Expectations for Modest Outcomes
Strategic analysts expect symbolic progress rather than structural breakthroughs. CSIS anticipates modest outcomes focused on extending the trade truce and institutionalising a Board of Trade mechanism for ongoing negotiation. Wendy Cutler, a former US trade negotiator, told The Wire China that Washington has effectively abandoned efforts to reshape China’s economic model: “This is a realistic approach. It’s futile to come up with rules to reset the relationship and open these markets.”
Defense Secretary Pete Hegseth announced April 16 that Beijing provided high-level assurances it would not send weapons to Iran, explicitly ruling out surface-to-air missiles—a commitment that suggests China views energy market stability as aligned with its interests. Yet the Iran ceasefire remains fragile, and any resumption of conflict would immediately test whether symbolic diplomatic progress translates to substantive coordination.

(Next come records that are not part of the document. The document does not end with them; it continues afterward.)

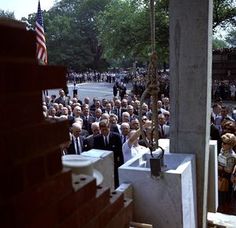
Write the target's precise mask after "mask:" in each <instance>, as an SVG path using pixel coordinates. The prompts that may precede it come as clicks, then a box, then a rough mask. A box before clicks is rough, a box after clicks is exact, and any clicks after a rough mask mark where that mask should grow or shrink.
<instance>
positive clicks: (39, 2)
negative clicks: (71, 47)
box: [35, 1, 47, 64]
mask: <svg viewBox="0 0 236 228" xmlns="http://www.w3.org/2000/svg"><path fill="white" fill-rule="evenodd" d="M35 31H36V43H37V50H36V58H37V59H38V61H39V62H40V63H43V64H47V47H46V40H45V36H44V28H43V15H42V11H41V7H40V1H39V2H38V12H37V18H36V26H35Z"/></svg>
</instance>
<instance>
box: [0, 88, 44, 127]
mask: <svg viewBox="0 0 236 228" xmlns="http://www.w3.org/2000/svg"><path fill="white" fill-rule="evenodd" d="M21 101H24V102H21ZM0 103H1V105H2V107H4V110H6V111H2V112H1V113H0V118H1V120H2V121H1V122H0V129H1V130H0V131H5V130H8V129H11V128H12V127H13V128H17V127H21V126H23V125H27V124H34V123H36V122H41V121H42V120H44V117H43V112H42V93H41V91H39V92H37V93H35V92H34V93H30V94H19V95H17V97H16V96H13V95H11V96H0Z"/></svg>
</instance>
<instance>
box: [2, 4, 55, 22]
mask: <svg viewBox="0 0 236 228" xmlns="http://www.w3.org/2000/svg"><path fill="white" fill-rule="evenodd" d="M54 2H56V1H55V0H40V5H41V10H49V9H50V8H51V7H52V6H53V3H54ZM37 8H38V0H0V9H2V10H4V11H10V12H14V14H15V17H16V19H18V20H20V19H21V18H22V17H26V18H28V15H29V14H31V13H36V12H37Z"/></svg>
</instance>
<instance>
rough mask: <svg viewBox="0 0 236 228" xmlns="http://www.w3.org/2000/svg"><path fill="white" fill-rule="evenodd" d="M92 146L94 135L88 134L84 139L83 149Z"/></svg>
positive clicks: (93, 144) (87, 150) (85, 150)
mask: <svg viewBox="0 0 236 228" xmlns="http://www.w3.org/2000/svg"><path fill="white" fill-rule="evenodd" d="M93 148H94V136H93V135H89V136H88V137H87V138H85V139H84V151H88V150H91V149H93Z"/></svg>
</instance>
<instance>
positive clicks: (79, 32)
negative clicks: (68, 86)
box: [28, 0, 109, 71]
mask: <svg viewBox="0 0 236 228" xmlns="http://www.w3.org/2000/svg"><path fill="white" fill-rule="evenodd" d="M108 2H109V0H62V1H60V2H57V3H56V4H55V5H54V6H53V7H52V8H51V9H50V10H49V11H48V12H43V15H44V28H45V33H46V42H47V49H48V59H49V63H50V64H62V65H66V66H68V67H69V68H71V69H73V70H76V71H84V70H87V69H98V70H99V68H103V67H105V66H106V62H105V61H104V60H103V59H102V58H101V57H102V48H101V46H100V45H99V43H98V39H97V37H98V34H97V28H96V24H95V17H96V15H97V14H98V13H99V12H100V11H101V10H103V9H104V7H105V5H106V4H107V3H108ZM35 17H36V14H31V15H29V17H28V21H29V22H30V24H34V21H35Z"/></svg>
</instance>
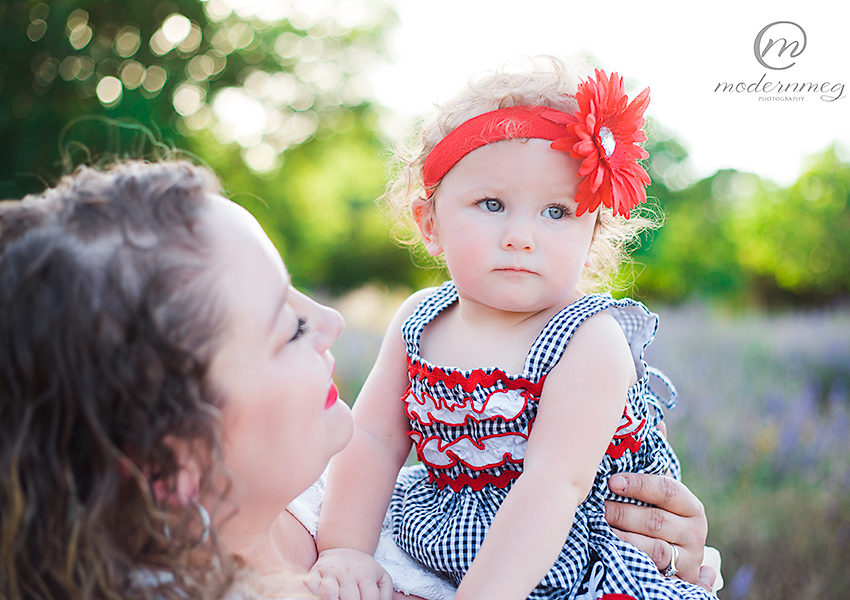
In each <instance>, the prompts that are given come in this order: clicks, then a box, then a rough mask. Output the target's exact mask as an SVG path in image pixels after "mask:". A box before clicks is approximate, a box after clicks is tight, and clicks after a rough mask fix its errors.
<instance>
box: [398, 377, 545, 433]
mask: <svg viewBox="0 0 850 600" xmlns="http://www.w3.org/2000/svg"><path fill="white" fill-rule="evenodd" d="M505 392H506V390H496V391H494V392H491V393H490V394H488V395H487V398H486V399H485V400H484V403H483V404H482V406H481V408H480V409H478V408H475V402H474V400H473V399H472V398H470V397H466V398H464V399H463V402H450V401H448V400H446V399H445V398H440V397H439V396H437V397H436V398H435V397H434V396H432V395H431V394H429V393H428V392H422V393H421V394H419V395H416V394H415V393H414V392H413V391H411V389H410V386H408V387H407V390H406V391H405V393H404V396H402V398H401V400H402V402H404V412H405V413H406V414H407V418H408V419H410V420H411V421H416V422H417V423H419V424H421V425H424V426H426V427H427V426H429V425H432V424H434V423H439V424H440V425H445V426H446V427H465V426H466V425H467V424H468V423H469V422H470V421H472V422H474V423H481V422H484V421H495V420H497V419H499V420H502V421H504V422H506V423H508V422H510V421H516V420H517V419H519V418H520V417H522V416H523V414H524V413H525V409H526V408H527V407H528V403H529V402H530V401H533V402H537V401H539V400H540V399H539V398H535V397H534V396H532V395H531V394H529V393H528V392H527V391H525V390H523V391H522V392H520V396H521V397H522V399H523V401H524V402H523V405H522V408H520V409H518V410H515V411H514V412H515V413H516V414H514V415H499V414H497V415H493V416H492V417H487V418H483V419H482V418H478V417H480V416H481V415H482V414H484V413H485V412H486V411H487V406H488V404H489V403H490V400H491V399H492V398H493V396H495V395H496V394H504V393H505ZM411 396H412V397H413V401H414V402H416V404H418V405H419V406H422V407H424V406H425V405H426V404H427V402H428V401H429V400H430V402H431V407H433V408H434V410H435V411H441V410H447V411H448V412H450V413H454V412H455V411H460V412H461V414H463V412H464V411H468V413H469V414H466V415H465V416H464V419H463V421H462V422H460V423H451V422H448V421H443V420H442V419H439V418H437V417H435V416H434V413H433V412H431V411H430V410H428V411H426V414H427V416H428V421H427V422H426V421H424V420H423V419H422V417H420V416H419V414H418V413H417V412H415V411H411V409H410V402H408V398H410V397H411ZM429 408H430V407H429Z"/></svg>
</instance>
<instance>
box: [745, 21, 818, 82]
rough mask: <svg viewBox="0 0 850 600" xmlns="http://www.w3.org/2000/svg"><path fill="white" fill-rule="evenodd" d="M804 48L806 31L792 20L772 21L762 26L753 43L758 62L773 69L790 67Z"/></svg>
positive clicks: (786, 68) (756, 58) (805, 47)
mask: <svg viewBox="0 0 850 600" xmlns="http://www.w3.org/2000/svg"><path fill="white" fill-rule="evenodd" d="M805 49H806V32H805V30H804V29H803V28H802V27H800V26H799V25H797V24H796V23H794V22H793V21H774V22H773V23H770V24H769V25H765V26H764V27H762V29H761V31H759V32H758V35H757V36H756V40H755V43H754V44H753V52H754V53H755V55H756V60H757V61H758V62H759V64H760V65H761V66H763V67H765V68H767V69H772V70H774V71H784V70H785V69H790V68H791V67H793V66H794V65H795V64H797V63H796V61H794V60H793V59H796V58H797V57H798V56H800V55H801V54H802V53H803V51H804V50H805Z"/></svg>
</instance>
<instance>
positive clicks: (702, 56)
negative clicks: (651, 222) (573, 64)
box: [369, 0, 850, 185]
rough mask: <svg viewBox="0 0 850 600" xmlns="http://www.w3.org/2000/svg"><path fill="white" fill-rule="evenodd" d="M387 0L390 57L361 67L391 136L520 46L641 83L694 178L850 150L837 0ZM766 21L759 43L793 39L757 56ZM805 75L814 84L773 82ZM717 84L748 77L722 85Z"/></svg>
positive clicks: (849, 38)
mask: <svg viewBox="0 0 850 600" xmlns="http://www.w3.org/2000/svg"><path fill="white" fill-rule="evenodd" d="M394 3H395V6H396V10H397V12H398V17H399V23H398V24H397V25H396V26H395V28H394V29H393V30H392V31H391V32H390V34H389V36H388V48H387V49H388V53H387V54H388V60H387V61H386V62H385V63H383V64H381V65H379V66H377V67H376V68H373V69H371V71H370V73H369V79H370V82H371V85H372V88H373V93H374V95H375V99H376V100H377V101H378V102H380V103H381V104H383V105H384V106H386V107H388V108H389V109H390V113H391V114H392V115H394V117H393V119H392V121H391V124H390V126H389V127H390V131H391V132H392V135H395V136H397V135H399V131H402V130H408V131H409V130H410V128H411V127H412V123H414V122H415V119H417V118H419V117H421V116H422V115H424V114H426V113H427V112H428V111H429V110H431V108H432V106H433V104H434V102H435V101H439V100H445V99H448V98H450V97H451V96H453V95H454V94H455V93H457V92H458V91H459V90H460V89H461V88H462V87H463V85H464V84H465V82H466V81H467V79H468V78H469V77H470V76H471V75H473V74H475V73H478V72H481V71H487V70H492V69H494V68H496V67H498V66H499V65H501V64H502V63H504V62H505V61H508V60H511V59H514V58H516V57H518V56H523V55H536V54H553V55H556V56H560V57H564V58H569V57H570V56H574V55H577V54H582V53H590V55H592V56H593V57H594V58H595V59H596V61H597V62H598V63H599V65H600V66H602V67H603V68H605V69H606V70H608V71H618V72H619V73H620V74H621V75H623V77H624V78H625V81H626V91H627V93H628V94H629V97H630V98H631V97H634V95H636V94H637V93H639V92H640V91H641V90H642V89H644V88H645V87H647V86H649V88H650V94H651V102H650V106H649V108H648V110H647V116H648V117H650V118H651V119H653V120H654V121H655V122H657V123H658V124H659V126H660V127H662V128H663V129H664V130H665V131H668V132H670V133H671V134H672V135H673V136H674V137H675V138H676V139H678V140H679V141H680V142H682V143H683V144H684V146H685V147H686V148H687V150H688V152H689V154H690V165H689V171H688V174H687V177H688V178H690V179H691V180H695V179H698V178H702V177H706V176H709V175H711V174H713V173H714V172H715V171H717V170H719V169H727V168H731V169H737V170H739V171H748V172H753V173H756V174H757V175H759V176H761V177H764V178H766V179H770V180H772V181H774V182H776V183H778V184H781V185H788V184H790V183H793V182H794V181H795V180H796V179H797V178H798V177H799V175H800V174H801V173H802V172H804V170H805V168H806V164H807V162H808V160H810V157H811V156H812V155H815V154H818V153H820V152H822V151H824V150H825V149H826V148H827V147H828V146H829V145H830V144H832V143H836V142H837V143H838V145H839V150H840V151H841V152H842V156H843V158H844V159H846V160H850V35H848V33H847V26H848V25H847V24H848V23H850V3H847V2H845V1H844V0H841V1H833V2H830V1H826V0H807V1H802V0H799V1H796V2H789V1H786V0H771V1H750V2H747V1H746V0H737V1H731V0H714V1H713V2H699V3H697V2H683V1H677V2H673V1H669V0H662V1H645V2H634V1H633V2H625V1H622V0H608V1H606V2H584V3H579V2H572V1H568V0H521V1H517V0H512V1H511V0H487V1H479V0H395V1H394ZM780 21H785V22H788V23H779V24H775V23H777V22H780ZM772 24H775V25H772ZM762 30H764V33H762V35H761V37H760V38H759V40H760V44H761V45H760V51H761V50H764V49H765V47H766V45H768V44H769V42H770V40H771V39H777V40H778V39H779V38H780V37H784V38H785V39H786V40H788V42H789V47H788V49H787V50H786V51H785V52H784V53H780V52H779V50H780V49H781V44H775V45H773V46H772V47H770V48H768V49H767V52H766V53H764V55H763V56H762V57H761V60H762V63H764V64H761V63H760V62H759V61H758V59H757V55H756V52H755V43H756V39H757V37H758V36H759V33H760V32H761V31H762ZM803 36H805V40H803ZM794 40H796V41H797V42H798V45H797V46H791V45H790V44H791V42H792V41H794ZM803 42H805V44H803ZM797 50H799V52H797ZM794 53H796V55H795V56H792V54H794ZM791 63H793V64H791ZM778 67H787V68H784V69H781V70H780V69H777V68H778ZM802 82H805V83H807V84H810V83H811V84H816V87H817V88H818V91H813V92H809V91H806V92H803V93H793V92H785V91H779V92H778V91H777V90H778V88H777V86H778V85H779V84H783V85H785V84H788V83H794V84H797V83H802ZM721 83H723V84H733V85H732V86H730V87H734V86H736V85H737V84H744V85H741V86H739V89H741V90H742V91H741V92H734V91H728V92H724V91H723V87H722V86H721V88H720V91H717V88H718V84H721ZM770 84H773V85H772V86H770ZM766 86H770V87H769V89H768V90H767V91H765V90H764V88H765V87H766ZM779 89H782V88H779ZM748 90H750V91H748ZM822 97H823V98H822ZM835 97H838V98H837V99H831V98H835Z"/></svg>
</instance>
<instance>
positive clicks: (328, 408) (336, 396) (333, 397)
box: [325, 382, 339, 410]
mask: <svg viewBox="0 0 850 600" xmlns="http://www.w3.org/2000/svg"><path fill="white" fill-rule="evenodd" d="M337 400H339V390H338V389H336V384H335V383H333V382H331V387H330V389H329V390H328V398H327V400H325V410H328V409H329V408H330V407H331V406H333V405H334V404H336V401H337Z"/></svg>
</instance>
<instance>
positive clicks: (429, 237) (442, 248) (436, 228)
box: [410, 198, 443, 256]
mask: <svg viewBox="0 0 850 600" xmlns="http://www.w3.org/2000/svg"><path fill="white" fill-rule="evenodd" d="M410 211H411V213H412V214H413V220H414V221H415V222H416V227H417V228H418V229H419V235H421V236H422V243H423V244H424V245H425V250H427V251H428V254H430V255H431V256H439V255H440V254H442V253H443V247H442V246H441V245H440V238H439V236H438V235H437V228H436V226H435V225H434V201H433V200H426V199H425V198H417V199H416V200H414V201H413V204H412V205H411V207H410Z"/></svg>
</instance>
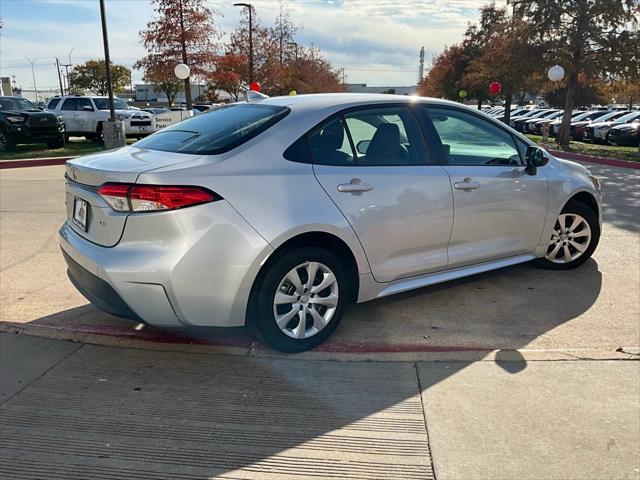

- Summit arrives as Strait of Hormuz blockade disrupts 20% of global oil supplies, creating mutual incentive for trade stability
- Trump approved conditional AI chip exports in January while Congress pushes MATCH Act to tighten manufacturing equipment controls
- Taiwan arms sales ($14 billion pending) and Jimmy Lai detention remain flashpoints with no clear path to resolution
- October 2025 trade truce faces legal constraints after Supreme Court tariff ruling
- Analysts expect Board of Trade announcement and agricultural purchases rather than structural concessions
What to Watch
Monitor whether Beijing commits to specific soybean purchase volumes or rare earth export volumes—concrete figures would signal genuine follow-through on the Busan framework. The fate of the pending $14 billion Taiwan arms package offers a clear measure of whether Trump traded security commitments for economic concessions. Watch for any language around a return Xi visit to Washington later in 2026, which would indicate both sides view the relationship as manageable rather than adversarial. Finally, track whether Trump announces relief from the Section 122 global tariff or simply reaffirms existing rates—the former would require Congressional acquiescence the administration may not have secured.
Oil Markets will react immediately to any Iran-related statements. If Trump and Xi announce coordination on Strait security or ceasefire enforcement, expect volatility to ease; absence of such language signals continued energy market risk.